The copper box found Wednesday, and its contents, will be handed over to the Black History Museum, which will also receive all the Confederate statues, a spokesperson for Richmond Mayor Levar Stoney told the paper.  

Dennis Duarte, a mason foreman for Connecticut-based Summit Masonry, has spent the past two weeks in Richmond dismantling the Confederate plinths.

Duarte told the paper that when he cut the box from the concrete, its lid swelled up like a bubble. He estimated the box weighed about 20-25 pounds. 

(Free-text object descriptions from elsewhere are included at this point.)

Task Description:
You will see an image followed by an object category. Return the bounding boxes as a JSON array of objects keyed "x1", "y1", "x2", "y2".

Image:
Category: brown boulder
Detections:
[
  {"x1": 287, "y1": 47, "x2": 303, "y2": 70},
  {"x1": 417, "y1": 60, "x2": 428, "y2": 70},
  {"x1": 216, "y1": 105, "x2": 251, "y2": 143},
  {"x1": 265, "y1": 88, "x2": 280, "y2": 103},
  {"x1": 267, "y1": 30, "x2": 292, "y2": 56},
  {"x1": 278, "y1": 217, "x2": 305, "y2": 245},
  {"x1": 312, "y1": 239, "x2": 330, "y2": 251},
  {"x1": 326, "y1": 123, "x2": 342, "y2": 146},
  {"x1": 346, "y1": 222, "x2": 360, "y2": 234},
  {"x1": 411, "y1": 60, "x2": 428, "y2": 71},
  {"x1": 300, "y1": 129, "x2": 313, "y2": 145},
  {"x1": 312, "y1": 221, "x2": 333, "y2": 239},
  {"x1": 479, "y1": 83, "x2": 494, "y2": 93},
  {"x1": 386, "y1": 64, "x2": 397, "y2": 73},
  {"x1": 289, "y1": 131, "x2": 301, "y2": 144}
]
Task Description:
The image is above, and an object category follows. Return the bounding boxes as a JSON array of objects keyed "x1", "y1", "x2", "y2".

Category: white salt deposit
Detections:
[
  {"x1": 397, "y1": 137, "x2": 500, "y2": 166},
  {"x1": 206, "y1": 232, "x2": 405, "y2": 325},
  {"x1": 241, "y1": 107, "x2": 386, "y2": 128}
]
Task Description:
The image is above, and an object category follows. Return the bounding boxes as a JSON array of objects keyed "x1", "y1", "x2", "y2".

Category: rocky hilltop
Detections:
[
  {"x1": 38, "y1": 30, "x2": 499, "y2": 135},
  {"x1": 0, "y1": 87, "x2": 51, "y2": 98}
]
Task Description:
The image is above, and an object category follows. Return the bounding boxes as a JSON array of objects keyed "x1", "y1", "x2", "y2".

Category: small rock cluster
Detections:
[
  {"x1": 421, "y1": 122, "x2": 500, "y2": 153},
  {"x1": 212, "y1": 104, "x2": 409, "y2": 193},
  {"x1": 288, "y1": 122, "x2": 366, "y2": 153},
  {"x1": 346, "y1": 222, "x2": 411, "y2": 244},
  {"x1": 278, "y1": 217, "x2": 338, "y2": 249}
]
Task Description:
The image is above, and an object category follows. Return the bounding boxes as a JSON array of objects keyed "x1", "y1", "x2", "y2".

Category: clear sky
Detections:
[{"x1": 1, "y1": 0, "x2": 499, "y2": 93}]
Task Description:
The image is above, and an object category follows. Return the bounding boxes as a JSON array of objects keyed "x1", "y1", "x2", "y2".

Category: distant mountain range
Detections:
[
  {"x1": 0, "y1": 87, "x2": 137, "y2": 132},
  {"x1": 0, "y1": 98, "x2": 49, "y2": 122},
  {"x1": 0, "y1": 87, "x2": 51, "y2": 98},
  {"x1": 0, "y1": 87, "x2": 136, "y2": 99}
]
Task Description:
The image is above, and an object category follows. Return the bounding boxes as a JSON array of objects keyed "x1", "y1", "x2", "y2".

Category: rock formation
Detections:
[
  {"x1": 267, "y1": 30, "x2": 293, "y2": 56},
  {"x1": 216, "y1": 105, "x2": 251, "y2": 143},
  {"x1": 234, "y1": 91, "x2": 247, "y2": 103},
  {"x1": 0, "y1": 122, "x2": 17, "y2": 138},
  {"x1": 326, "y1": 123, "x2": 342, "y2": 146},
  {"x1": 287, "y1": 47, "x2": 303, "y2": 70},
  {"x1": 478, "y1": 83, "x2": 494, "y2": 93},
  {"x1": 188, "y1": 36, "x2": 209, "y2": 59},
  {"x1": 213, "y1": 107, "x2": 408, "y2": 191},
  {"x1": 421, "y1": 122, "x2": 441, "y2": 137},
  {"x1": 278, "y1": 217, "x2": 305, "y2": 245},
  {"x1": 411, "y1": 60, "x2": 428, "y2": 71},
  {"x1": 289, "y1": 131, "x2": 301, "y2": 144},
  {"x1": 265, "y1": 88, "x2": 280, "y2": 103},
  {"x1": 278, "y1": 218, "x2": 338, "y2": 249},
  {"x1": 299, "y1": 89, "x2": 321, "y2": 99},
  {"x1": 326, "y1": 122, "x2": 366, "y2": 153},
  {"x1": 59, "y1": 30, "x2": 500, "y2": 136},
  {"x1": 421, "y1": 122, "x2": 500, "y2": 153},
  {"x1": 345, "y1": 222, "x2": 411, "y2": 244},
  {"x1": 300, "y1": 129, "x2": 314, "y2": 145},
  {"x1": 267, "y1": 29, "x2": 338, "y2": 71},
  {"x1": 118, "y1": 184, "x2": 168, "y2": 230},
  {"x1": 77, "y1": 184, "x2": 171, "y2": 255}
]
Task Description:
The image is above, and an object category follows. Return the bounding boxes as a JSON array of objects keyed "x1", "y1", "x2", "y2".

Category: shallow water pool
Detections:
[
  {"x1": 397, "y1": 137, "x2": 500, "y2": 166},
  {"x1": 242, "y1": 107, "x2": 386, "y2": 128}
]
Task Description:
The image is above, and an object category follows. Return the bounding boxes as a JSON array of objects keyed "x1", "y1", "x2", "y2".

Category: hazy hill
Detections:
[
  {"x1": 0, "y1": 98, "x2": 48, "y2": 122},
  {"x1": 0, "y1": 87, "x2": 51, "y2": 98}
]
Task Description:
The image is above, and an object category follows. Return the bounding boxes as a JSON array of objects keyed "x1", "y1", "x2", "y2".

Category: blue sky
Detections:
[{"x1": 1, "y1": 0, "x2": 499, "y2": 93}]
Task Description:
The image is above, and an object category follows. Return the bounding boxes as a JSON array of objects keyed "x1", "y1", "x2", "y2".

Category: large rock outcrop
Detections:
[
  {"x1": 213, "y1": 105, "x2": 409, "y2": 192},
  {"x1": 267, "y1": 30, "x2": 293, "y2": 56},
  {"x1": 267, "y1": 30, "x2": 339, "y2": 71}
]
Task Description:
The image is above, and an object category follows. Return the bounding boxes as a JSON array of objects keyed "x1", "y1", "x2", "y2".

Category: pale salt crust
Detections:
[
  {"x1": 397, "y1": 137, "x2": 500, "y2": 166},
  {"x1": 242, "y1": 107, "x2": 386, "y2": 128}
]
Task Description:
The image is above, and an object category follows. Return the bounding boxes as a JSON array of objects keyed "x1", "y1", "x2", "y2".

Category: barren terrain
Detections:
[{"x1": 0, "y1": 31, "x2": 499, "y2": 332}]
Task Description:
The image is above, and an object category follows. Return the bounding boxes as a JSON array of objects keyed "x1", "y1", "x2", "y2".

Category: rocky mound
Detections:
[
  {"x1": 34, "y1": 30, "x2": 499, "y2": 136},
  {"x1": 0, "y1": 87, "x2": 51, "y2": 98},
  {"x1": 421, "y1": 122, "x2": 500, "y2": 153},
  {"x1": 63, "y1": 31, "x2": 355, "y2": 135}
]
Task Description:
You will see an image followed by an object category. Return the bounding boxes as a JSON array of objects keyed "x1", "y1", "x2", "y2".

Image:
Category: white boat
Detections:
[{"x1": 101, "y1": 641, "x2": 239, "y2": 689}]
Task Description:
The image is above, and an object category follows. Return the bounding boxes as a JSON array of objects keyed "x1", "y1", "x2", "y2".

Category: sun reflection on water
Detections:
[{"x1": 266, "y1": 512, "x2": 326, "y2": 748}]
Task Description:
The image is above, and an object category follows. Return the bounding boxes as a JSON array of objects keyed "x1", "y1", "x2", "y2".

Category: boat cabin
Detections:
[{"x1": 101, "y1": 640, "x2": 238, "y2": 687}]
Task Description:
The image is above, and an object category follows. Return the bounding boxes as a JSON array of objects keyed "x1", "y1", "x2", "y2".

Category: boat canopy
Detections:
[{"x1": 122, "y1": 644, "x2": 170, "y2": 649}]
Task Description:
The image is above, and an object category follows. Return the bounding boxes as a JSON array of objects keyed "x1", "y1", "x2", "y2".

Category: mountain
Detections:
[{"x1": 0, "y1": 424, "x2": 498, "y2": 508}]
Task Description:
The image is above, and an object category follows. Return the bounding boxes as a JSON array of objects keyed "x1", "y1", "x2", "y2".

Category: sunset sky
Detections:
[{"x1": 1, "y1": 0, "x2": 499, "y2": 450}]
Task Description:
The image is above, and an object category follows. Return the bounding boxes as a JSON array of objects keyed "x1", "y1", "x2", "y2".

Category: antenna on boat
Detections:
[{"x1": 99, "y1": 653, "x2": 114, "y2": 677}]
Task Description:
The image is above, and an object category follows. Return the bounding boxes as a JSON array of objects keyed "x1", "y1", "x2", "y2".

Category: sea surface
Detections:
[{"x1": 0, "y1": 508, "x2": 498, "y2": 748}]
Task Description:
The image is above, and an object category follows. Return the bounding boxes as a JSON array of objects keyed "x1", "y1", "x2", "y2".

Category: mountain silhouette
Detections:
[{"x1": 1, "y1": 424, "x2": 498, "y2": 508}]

According to newspaper records, the box is said to contain relics of the Civil War, masonic tradition and Richmond history, including: a 'Guide to Richmond, Va. and the Battle-fields' by Carlton McCarthy; a $100 Confederate note; the Daily Dispatch and Richmond Times newspapers and a 'polished chip of marble from the front step of the Jefferson Davis mansion,' now known as the White House of the Confederacy.

'These things are indicative of the Lost Cause mythology and how it had grown in the 30 years after the Civil War,' said Christina K. Vida, a curator for the Valentine Museum. 

She added that the items represent the views of wealthy white people in the South and the opinions of Black Virginians weren't included.

Historical conservation experts in Virginia's capital opened a time capsule in December that was found in the remnants of a pedestal that once held a statue of Confederate Gen. Robert E. Lee, finding books, coins, ammunition, documents and dozens of other artifacts.